A lack of housing could hamper the airport’s growth, said Thomas Felke, an assistant professor of social work at Florida Gulf Coast University.

“It’s a catch-22,” Felke said. “You can’t really start developing things until you get people out there.”

Of course, optimistic economic plans don’t always work out. In one costly example, the state of Florida and the city of Port St. Lucie showered animation company Digital Domain with more than $100 million in subsidies. Instead of creating a lucrative hub for movie special effects, Digital Domain collapsed in 2012.

A splashy economic development project would be new territory for Hendry County. While Palm Beach County employers have brought in hundreds of millions of dollars in state job subsidies over the past two decades, Hendry County hasn’t won a penny of state incentives.
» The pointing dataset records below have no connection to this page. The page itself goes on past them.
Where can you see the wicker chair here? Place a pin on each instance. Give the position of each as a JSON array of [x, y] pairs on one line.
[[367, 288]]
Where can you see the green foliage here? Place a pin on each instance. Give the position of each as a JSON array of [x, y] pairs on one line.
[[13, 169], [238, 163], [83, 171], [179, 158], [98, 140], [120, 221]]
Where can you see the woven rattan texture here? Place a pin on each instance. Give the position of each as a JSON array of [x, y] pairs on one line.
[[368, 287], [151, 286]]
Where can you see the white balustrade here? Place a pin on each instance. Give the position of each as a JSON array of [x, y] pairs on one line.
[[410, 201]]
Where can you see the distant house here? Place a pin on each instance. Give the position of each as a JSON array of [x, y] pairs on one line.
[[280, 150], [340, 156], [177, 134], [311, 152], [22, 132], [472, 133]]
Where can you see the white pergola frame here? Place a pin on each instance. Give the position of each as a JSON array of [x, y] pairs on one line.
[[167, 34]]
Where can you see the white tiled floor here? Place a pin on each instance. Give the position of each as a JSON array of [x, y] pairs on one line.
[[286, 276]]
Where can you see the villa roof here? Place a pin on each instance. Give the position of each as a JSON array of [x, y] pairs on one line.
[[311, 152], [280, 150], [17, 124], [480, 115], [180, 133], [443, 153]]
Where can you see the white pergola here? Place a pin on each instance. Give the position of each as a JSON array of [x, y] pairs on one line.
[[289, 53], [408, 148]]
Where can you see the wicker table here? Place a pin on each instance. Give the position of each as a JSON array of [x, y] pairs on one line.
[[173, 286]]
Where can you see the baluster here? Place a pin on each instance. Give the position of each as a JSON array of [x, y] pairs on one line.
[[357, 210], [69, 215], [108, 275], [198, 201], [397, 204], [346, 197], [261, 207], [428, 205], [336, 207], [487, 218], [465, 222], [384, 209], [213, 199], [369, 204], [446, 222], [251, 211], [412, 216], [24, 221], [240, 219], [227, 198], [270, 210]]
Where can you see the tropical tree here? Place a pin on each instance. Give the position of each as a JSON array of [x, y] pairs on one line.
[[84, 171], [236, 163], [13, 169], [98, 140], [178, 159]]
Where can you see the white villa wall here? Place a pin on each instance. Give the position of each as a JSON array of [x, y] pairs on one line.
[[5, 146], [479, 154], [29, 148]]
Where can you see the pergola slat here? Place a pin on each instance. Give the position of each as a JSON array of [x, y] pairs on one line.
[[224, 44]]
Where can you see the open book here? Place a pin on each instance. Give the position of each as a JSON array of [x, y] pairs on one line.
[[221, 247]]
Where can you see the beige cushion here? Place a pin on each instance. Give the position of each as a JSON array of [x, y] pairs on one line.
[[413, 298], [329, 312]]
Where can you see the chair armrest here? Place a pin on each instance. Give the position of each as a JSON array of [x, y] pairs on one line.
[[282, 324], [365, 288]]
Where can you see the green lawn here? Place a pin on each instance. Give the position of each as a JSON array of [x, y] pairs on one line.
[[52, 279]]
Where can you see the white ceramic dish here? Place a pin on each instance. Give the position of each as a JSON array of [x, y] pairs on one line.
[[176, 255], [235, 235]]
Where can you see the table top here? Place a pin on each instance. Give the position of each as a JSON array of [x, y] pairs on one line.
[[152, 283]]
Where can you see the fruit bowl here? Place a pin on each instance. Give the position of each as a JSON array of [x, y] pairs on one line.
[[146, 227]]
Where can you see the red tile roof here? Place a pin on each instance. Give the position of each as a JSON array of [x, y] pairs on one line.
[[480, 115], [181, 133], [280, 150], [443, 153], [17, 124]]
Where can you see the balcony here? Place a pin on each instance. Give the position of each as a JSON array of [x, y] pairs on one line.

It’s a harsh reality that has local leaders preaching self-sufficiency.

“We can’t expect people to come in and turn our economy around,” Clewiston Mayor Mali Gardner. “We have to do it ourselves.”

So far, Hendry County’s attempts at creating jobs have fallen flat - and the rural county lacks the well-oiled marketing machine employed by larger counties. In one obvious contrast, the longtime head of the Business Development Board of Palm Beach County is so effective at recruiting employers that the governor often cites her by name during public appearances. The equivalent organization in Hendry County, the Economic Development Council, has experienced turnover in its top spot and lacks a full-time staff.

Hendry County isn’t alone in struggling to join the economic recovery that has taken hold in other parts of Florida. Many rural counties are struggling.

“The industries that are driving a lot of growth - leisure and hospitality, construction, health care - are located in urban areas,” Gus Faucher, an economist at PNC Bank.

Or as, Gardner puts it: “We can’t compete with beaches. We can’t compete with Disney World.”

With or without AirGlades Airport and its 2,000 jobs, some in Hendry County say the economy isn’t as bleak as the statistics indicate. At First Bank of Clewiston, the loan portfolio is growing. The bank reported a profit of $1.7 million in the first half of 2018, and the institution has a rating of four stars, or “excellent,” from BauerFinancial.

“We’re not complaining about our economy being bad,” Chairman and Chief Executive Miller Couse said. “We are prospering, just in a different way. It’s a different economy. It’s an agricultural economy.”